By Courtney Fowler, Staff Reporter

Participants of the Costume Fun Race (photo courtesy of Lindsay Mower)

Participants of the Costume Fun Race (photo courtesy of Lindsay Mower)

 

Recently, the UMF Ski Team and Skiing and Outing Club (SOC) joined together to host a Dual Slalom Fun Race at Titcomb Mountain in Farmington.

With the sun high in the sky and excitement in the air, twelve teams joined at the mountain to benefit both the Ski Team and SOC. Each team consisted of five people, requiring one to be a snowboarder, one to be a girl, and one to be a faculty member or older member of the community.

“The event was a huge success,” said UMF ski coach Scott Hoisington. “60 students showed up to race and many friends were there too. This was much more than expected.”

Being a dual slalom race, teams took turns racing side by side. Teams were not timed, but instead, had to win three consecutive races to be crowned the winners. Along with the race, many teams participated in the costume contest as well.

“Everyone had such cool costumes,” said Andrew McCabe, UMF junior and ski racer. “We decided to dress up like gapers – people who aren’t that good at skiing. We wore jeans, flannels, and grey helmets. Clearly not the most typical ski attire.”

From rainbow tutus to tuxedo racing suits, teams sped down the mountain in their most creative outfits. The winning team of the costume contest dressed as farm animals.

“The event got A LOT of hype,” said Ski Team Captian Bill Asbell. “Skiing has a deep history at UMF and it’s always good to get some publicity.”

In addition to the racers and friends who came to watch, many community members who were at Titcomb stopped to watch the event. Kids cheered and watched in awe as skiers and snowboarders dodged the gates and raced to the finish.

“Overall, the race was by far the most fun day I’ve ever had at Titcomb,” said McCabe. “I’ve never seen the entire ski and snowboard community come together like that at one time.”

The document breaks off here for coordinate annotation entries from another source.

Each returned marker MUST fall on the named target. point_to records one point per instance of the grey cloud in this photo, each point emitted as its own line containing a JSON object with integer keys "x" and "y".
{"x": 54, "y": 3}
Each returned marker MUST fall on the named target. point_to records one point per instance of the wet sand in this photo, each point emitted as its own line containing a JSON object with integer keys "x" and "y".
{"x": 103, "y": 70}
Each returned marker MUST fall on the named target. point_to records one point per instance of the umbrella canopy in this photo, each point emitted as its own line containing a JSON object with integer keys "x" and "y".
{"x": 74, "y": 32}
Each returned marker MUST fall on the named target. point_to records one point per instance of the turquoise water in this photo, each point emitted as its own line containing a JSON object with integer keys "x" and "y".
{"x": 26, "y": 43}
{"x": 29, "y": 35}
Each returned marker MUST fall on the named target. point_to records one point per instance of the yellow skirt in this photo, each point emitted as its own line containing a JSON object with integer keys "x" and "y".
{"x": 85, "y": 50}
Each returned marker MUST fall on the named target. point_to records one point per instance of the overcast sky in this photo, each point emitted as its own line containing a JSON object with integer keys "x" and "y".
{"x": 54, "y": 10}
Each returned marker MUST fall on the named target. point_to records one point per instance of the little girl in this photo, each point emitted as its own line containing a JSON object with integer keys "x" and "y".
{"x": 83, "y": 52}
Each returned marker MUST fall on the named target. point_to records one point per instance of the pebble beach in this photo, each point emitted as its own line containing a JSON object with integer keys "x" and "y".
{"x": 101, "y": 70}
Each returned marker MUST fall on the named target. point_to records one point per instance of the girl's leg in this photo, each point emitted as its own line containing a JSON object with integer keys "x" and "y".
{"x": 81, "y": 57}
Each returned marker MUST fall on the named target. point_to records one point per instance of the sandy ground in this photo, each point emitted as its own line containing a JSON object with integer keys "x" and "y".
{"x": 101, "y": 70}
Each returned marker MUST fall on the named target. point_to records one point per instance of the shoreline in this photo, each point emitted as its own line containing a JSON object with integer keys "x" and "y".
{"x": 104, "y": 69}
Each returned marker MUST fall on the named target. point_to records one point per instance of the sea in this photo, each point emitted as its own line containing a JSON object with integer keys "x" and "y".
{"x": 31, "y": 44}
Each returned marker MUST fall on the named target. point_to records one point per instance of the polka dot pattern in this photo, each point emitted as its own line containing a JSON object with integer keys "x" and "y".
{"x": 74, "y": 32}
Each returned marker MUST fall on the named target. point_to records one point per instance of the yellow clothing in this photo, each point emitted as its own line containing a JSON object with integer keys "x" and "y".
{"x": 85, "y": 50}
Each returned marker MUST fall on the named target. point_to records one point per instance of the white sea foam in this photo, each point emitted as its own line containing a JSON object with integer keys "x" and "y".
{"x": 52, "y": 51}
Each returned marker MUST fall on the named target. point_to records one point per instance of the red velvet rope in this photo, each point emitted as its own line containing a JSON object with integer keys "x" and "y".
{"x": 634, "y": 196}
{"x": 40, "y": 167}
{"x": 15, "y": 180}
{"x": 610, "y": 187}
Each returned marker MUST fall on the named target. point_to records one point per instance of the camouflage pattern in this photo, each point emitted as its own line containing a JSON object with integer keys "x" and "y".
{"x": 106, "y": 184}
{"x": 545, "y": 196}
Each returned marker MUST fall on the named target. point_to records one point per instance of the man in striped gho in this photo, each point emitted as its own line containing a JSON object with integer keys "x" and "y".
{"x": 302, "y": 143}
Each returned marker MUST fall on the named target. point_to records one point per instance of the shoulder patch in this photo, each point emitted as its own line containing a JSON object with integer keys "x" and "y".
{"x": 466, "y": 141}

As for Hoisington, he also agreed that the sense of community was the most important aspect of the event. “We wanted to keep the entry fee low to encourage participation. We even paid for lift tickets for guests who showed up. It wasn’t really about raising money, it was about raising awareness about the ski team and how much fun we have.”

From the music playing outside the lodge, racers falling and jumping up with smiles, to the constant cheering and chatter, it was clear everyone who attended enjoyed the race. The Ski Team and SOC plan to make it an annual event.

“I would do this every week if I could!” said McCabe. “I loved my team and love the entire skiing and snowboarding community. We’re basically one big happy family.”